From mboxrd@z Thu Jan  1 00:00:00 1970
Return-Path: <gcc-return-50387-listarch-gcc=gcc.gnu.org@gcc.gnu.org>
Received: (qmail 29621 invoked by alias); 21 Apr 2002 11:32:40 -0000
Mailing-List: contact gcc-help@gcc.gnu.org; run by ezmlm
Precedence: bulk
List-Archive: <http://gcc.gnu.org/ml/gcc/>
List-Post: <mailto:gcc@gcc.gnu.org>
List-Help: <http://gcc.gnu.org/ml/>
Sender: gcc-owner@gcc.gnu.org
Received: (qmail 29606 invoked from network); 21 Apr 2002 11:32:38 -0000
Received: from unknown (HELO atrey.karlin.mff.cuni.cz) (195.113.31.123)
  by sources.redhat.com with SMTP; 21 Apr 2002 11:32:38 -0000
Received: by atrey.karlin.mff.cuni.cz (Postfix, from userid 4018)
	id 62CBE4F969; Sun, 21 Apr 2002 13:32:38 +0200 (CEST)
Date: Sun, 21 Apr 2002 05:46:00 -0000
From: Jan Hubicka <jh@suse.cz>
To: Michel LESPINASSE <walken@zoy.org>
Cc: gcc list <gcc@gcc.gnu.org>
Subject: Re: GCC performance regression - up to 20% ?
Message-ID: <20020421113238.GC16602@atrey.karlin.mff.cuni.cz>
References: <20020421005718.GA16378@zoy.org>
Mime-Version: 1.0
Content-Type: text/plain; charset=us-ascii
Content-Disposition: inline
In-Reply-To: <20020421005718.GA16378@zoy.org>
User-Agent: Mutt/1.3.27i
X-SW-Source: 2002-04/txt/msg01039.txt.bz2

> 
> libmpeg2, on athlon tbird 950, with mmx optimizations:
> gcc-3.0 is about 2% slower than 2.95.4
> gcc-3.1 snapshot is about 10% slower than 2.95.4
> 
> libmpeg2, on athlon tbird 950, using pure C code:
> gcc-3.0 is about 4.5% slower than 2.95.4
> gcc-3.1 snapshot is about 5.5% slower than 2.95.4
> 
> libmpeg2, on celeron 366, with mmx optimizations:
> gcc-3.0 is about 4% slower than 2.95.4
> gcc-3.1 snapshot is about 20.5% slower than 2.95.4 (!!!!)
> 
> These results are all very repeatable. the celeron 366 results are the
> most worrying, as this processor already has borderline performance
> for decoding mpeg2 streams.

Are you able to figure out what exactly makes the code slow? Having self
contained testcase will definitly help a lot.  WHat flags do you use?

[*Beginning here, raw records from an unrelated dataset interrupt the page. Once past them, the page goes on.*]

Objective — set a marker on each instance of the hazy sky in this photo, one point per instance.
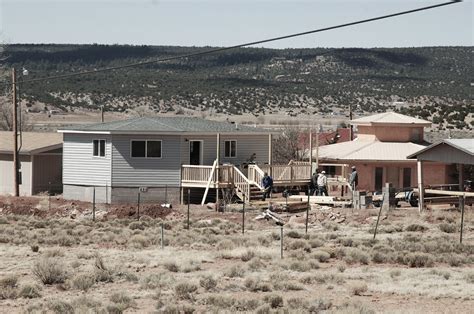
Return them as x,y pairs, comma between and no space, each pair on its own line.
229,22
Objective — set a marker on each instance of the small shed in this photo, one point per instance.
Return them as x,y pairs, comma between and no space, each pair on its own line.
449,151
40,161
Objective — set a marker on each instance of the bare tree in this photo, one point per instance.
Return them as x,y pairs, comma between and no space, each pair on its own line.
287,146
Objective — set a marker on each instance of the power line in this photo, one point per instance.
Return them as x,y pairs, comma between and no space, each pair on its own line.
215,50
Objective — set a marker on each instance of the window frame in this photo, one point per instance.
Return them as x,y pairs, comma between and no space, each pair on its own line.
99,140
230,149
146,148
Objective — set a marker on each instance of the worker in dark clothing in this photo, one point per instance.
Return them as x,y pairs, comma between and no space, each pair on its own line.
267,183
354,179
314,183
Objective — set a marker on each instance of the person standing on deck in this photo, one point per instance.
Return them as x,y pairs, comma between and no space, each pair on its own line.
322,184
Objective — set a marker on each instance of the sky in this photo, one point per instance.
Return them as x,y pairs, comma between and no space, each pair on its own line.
232,22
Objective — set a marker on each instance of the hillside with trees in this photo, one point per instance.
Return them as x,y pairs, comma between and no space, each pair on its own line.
431,82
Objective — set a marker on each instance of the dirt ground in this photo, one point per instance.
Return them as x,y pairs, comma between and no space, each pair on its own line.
117,265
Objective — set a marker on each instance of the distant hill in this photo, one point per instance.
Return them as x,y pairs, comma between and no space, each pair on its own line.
431,82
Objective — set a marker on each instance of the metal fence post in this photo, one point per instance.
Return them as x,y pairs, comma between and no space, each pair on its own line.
162,236
138,206
243,215
189,204
281,242
93,204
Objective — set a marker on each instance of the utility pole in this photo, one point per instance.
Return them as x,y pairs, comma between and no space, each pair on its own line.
15,136
350,119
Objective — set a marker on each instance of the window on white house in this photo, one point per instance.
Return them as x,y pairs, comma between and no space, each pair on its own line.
149,149
230,149
98,148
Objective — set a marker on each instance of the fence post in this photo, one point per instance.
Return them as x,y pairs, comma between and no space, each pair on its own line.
243,215
461,205
189,204
162,236
281,241
138,206
93,204
378,217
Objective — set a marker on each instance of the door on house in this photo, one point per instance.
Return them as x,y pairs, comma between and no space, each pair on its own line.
393,176
378,178
195,152
406,177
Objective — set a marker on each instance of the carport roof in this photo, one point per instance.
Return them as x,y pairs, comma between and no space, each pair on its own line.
31,142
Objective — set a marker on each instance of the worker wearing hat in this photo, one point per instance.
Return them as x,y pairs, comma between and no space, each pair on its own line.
354,178
322,184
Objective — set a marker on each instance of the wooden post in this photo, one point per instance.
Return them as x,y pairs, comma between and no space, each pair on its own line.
461,206
421,203
218,149
317,146
16,188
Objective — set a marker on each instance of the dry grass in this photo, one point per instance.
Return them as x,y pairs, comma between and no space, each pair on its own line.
214,268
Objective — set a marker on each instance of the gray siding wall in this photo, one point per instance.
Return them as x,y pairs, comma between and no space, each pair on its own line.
79,166
246,146
136,172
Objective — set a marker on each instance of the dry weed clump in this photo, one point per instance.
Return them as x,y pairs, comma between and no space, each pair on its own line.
358,288
83,281
8,287
185,290
448,227
30,291
208,283
50,271
418,260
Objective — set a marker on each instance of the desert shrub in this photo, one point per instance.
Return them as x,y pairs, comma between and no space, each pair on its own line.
416,228
395,273
136,225
185,290
171,266
208,283
50,271
274,300
354,255
83,281
121,303
255,285
418,260
235,271
139,241
8,287
321,256
448,228
314,243
297,304
247,255
294,234
358,288
54,252
469,277
319,305
300,266
30,291
61,307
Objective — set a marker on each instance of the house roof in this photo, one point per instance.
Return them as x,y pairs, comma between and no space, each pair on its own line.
164,125
390,118
31,142
448,151
370,150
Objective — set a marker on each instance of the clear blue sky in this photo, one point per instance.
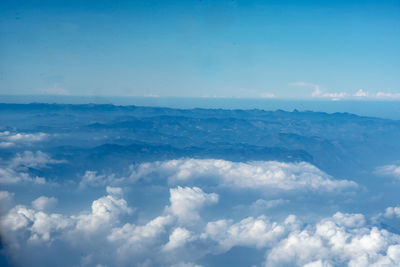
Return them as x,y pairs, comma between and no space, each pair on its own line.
200,48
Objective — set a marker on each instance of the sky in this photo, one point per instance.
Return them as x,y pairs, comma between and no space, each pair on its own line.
235,49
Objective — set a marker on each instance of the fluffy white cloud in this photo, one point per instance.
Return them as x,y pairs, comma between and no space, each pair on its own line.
29,159
253,175
186,201
250,232
341,240
179,237
22,137
16,170
360,93
11,176
389,170
392,212
91,178
44,203
39,224
105,212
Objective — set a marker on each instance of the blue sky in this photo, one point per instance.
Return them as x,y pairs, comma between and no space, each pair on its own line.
282,49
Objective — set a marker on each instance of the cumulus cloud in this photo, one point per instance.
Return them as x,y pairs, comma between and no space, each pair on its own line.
389,170
341,240
105,212
388,95
186,201
29,159
92,179
179,237
17,169
360,93
392,212
252,175
44,203
6,199
318,92
249,232
39,224
22,137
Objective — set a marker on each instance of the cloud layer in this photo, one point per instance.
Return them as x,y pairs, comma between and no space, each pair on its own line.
250,175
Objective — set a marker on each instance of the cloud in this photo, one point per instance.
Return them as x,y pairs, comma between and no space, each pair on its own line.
37,160
44,203
107,235
105,212
55,90
39,224
392,212
249,232
8,139
92,179
186,201
360,93
252,175
262,204
343,239
178,238
318,92
387,95
6,199
389,170
267,95
23,137
17,169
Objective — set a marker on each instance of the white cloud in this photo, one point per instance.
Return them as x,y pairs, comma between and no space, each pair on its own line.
6,144
105,212
254,175
178,238
249,232
389,170
387,95
267,95
392,212
186,201
55,90
16,170
261,204
92,179
341,240
25,137
39,224
186,264
29,159
44,203
360,93
6,199
318,92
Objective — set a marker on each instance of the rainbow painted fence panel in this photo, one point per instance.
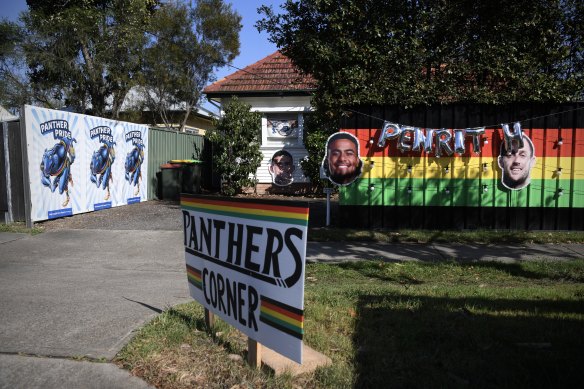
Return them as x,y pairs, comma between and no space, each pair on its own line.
417,189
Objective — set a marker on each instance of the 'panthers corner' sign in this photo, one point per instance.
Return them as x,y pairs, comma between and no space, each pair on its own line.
245,263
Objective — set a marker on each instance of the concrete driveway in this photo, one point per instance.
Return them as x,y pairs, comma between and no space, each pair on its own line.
81,293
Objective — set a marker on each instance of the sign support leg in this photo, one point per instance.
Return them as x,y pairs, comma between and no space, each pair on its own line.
209,319
254,353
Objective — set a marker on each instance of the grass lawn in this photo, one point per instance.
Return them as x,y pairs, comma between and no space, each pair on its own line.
449,324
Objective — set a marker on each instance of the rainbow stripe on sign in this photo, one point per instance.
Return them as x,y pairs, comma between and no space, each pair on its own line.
285,213
194,277
282,317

I would be quite curious whether using profile feedback helps.
(see documentation of -fprofile-arcs and -fbranch-probabilities)
you can just have some badly predicted branch in the innermost
loop.

Problem of such code usualy is fact that it is tuned to avoid problems on one
particular version of gcc, so even when new version os faster overall, it is
slower in such places.  We've hit similar case with Athlon matrix
multiplication code and such problems are usually easy to fix on gcc side.
> 
> Is there a known performance regression in current GCCs (say, do they
> get lower SPECint scores ?) or is it only with my code ?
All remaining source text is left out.